One year after its launch in Canada, Dentsu Creative has made a wave of new hires and a promotion spanning its strategy, creative, design, experiential and client services teams, all in response to growing momentum in the Canadian market.
On the creative side, Dentsu has added the formerly freelance duo of Mike Lee and Chris Munnik as ECDs. The pair boast a wealth of experience in the industry at agencies including Theo, Leo Burnett, FCB and McCann. The move cements what had been an existing relationship; Lee and Munnik most recently had been working on a contract basis with Dentsu on its RBC and Subway clients. The pair will work alongside fellow ECDs Maxime Sauté (who joined in February) and Dave Federico (who also joined the agency earlier this year).

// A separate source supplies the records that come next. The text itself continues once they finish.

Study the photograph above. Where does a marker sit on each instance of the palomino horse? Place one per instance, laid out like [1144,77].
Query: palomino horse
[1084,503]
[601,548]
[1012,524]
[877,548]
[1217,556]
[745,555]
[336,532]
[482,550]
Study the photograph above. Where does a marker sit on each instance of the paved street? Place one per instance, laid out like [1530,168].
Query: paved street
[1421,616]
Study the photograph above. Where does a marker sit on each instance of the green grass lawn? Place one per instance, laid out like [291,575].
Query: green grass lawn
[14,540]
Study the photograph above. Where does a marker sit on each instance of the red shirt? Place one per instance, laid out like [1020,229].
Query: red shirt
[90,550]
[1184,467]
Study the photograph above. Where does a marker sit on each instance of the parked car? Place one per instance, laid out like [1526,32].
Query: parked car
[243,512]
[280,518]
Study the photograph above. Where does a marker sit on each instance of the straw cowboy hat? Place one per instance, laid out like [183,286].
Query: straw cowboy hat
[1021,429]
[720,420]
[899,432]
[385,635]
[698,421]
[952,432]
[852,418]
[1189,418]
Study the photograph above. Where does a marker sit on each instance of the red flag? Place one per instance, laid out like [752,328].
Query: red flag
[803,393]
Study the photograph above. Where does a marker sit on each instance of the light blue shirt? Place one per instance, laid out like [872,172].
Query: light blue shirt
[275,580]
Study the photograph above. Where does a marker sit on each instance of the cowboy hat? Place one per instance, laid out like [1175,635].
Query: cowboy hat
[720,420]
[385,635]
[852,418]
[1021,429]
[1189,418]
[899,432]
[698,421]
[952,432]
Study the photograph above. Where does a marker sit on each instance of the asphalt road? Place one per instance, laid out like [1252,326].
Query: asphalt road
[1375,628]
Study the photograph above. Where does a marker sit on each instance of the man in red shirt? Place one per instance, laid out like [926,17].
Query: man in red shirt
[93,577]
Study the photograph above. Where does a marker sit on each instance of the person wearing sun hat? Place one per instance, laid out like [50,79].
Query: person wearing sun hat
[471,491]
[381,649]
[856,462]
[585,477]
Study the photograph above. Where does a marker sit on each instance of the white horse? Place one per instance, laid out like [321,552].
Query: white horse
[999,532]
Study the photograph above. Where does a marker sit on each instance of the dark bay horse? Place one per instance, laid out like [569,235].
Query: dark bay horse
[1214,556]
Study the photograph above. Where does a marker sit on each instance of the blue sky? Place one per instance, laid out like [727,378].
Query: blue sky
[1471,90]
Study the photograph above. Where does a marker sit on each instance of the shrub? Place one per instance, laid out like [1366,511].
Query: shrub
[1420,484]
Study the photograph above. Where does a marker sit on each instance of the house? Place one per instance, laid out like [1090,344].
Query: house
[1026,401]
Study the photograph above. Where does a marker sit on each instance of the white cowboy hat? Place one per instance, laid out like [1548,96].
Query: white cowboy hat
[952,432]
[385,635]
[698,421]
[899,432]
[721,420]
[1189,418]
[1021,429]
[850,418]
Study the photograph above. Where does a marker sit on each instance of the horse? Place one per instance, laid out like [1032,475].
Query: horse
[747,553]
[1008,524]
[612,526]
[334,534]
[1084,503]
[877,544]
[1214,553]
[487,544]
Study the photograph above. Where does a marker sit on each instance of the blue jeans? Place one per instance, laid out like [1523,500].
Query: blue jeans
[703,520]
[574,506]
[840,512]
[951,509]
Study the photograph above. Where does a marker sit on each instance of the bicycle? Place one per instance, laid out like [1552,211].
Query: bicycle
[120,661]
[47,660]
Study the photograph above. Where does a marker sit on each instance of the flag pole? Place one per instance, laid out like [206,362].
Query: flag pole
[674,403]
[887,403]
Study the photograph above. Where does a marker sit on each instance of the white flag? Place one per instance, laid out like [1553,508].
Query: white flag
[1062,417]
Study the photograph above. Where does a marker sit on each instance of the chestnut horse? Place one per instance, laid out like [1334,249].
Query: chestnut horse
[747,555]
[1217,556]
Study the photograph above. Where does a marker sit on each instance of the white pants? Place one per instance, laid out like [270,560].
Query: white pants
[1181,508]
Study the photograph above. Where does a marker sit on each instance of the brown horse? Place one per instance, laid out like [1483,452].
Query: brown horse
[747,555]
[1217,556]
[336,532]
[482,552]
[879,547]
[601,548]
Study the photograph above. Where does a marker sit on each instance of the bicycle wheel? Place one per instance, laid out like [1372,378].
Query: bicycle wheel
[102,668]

Munnik and Lee replace Josh Day and Caitlin Keeley, who departed Dentsu in October of last year and recently joined The Local Collective.
Dentsu Creative has also added a pair of creative directors: Ines de Ninnis, who moves from Ogilvy where she has been working for the past five years in increasingly senior roles across the agency’s offices in Colombia and Toronto; and Craig Ferguson, most recently from Thinkific but who has also worked at agencies including DDB Canada and Taxi.
The agency has also added Ange Chuang, an “up-and-coming Vancouver designer,” as well as Michelle Meng and Karishma Wadia, “a young and highly talented female team with strong experiential background,” according to Dentsu SVP of communications Kate Dobrucki.
On the strategy side, Dentsu has made a number of key additions in recent months, including Patrick Henderson as group strategy director. Henderson, who joined the agency in March, was the strategic mind behind Jems Condoms’ “F#cking Old” campaign, which garnered attention at Cannes. They joined the agency from Zulu Alpha Kilo and now work on clients including Subway, IKEA, Brita, Arterra Wines, LePage, Manulife and CPA Canada.
In addition to Henderson, Dentsu has added Sabrina Lau as a senior strategist. Lau hails from Ogilvy Hong Kong and has worked on clients including Toys”R”Us, Huawei and HSBC. She is joined by Sam McCall, also taking on the role of senior strategist, who moves from Draftline YYZ, Labatt Canada’s in-house agency.
Along with the additions, Dimitra Georgakis, who had been managing director for Dentsu in Quebec, has now been named chief client officer for Dentsu Creative nationally and will work closely with chief creative officer Jordan Doucette and chief strategy officer Rafik Belmesk – who joined the agency late last year – to assure the right employees are assigned to each account from within Dentsu’s network. She will also continue to oversee Dentsu’s Quebec operations, and has pulled together a steering committee for the Quebec market with representation from all of the Dentsu brands, including important business groups such as finance and HR.
The additions are in response to the agency’s growing momentum, including success as international awards shows with nominations for the aforementioned Jems campaign and SkipTheDishes’ “Inflation Cookbook”. Just a year into the merger, the agency has given itself “license for experimentation,” Belmesk tells strategy – essentially acting with a startup mentality, even though it resulted from the merger of “three very established agencies.”
“What we have is the perfect storm,” Doucette elaborates. “We have longstanding clients with whom we have deep relationships and they trust us implicitly. Some have been with us for 30 years. So we have they ability to go to them and ask them if they want to explore our new vision and these big bets with us.”
“In my career, I haven’t had the ability to behave like a startup and entrepreneur but have the breadth and depth of clients we have here to put my vision into motion,” she adds. “It’s been amazing not to face any sort of resistance to how we do it. We’re Dentsu Creative, now – there is no past, only this new thing that we’re building.”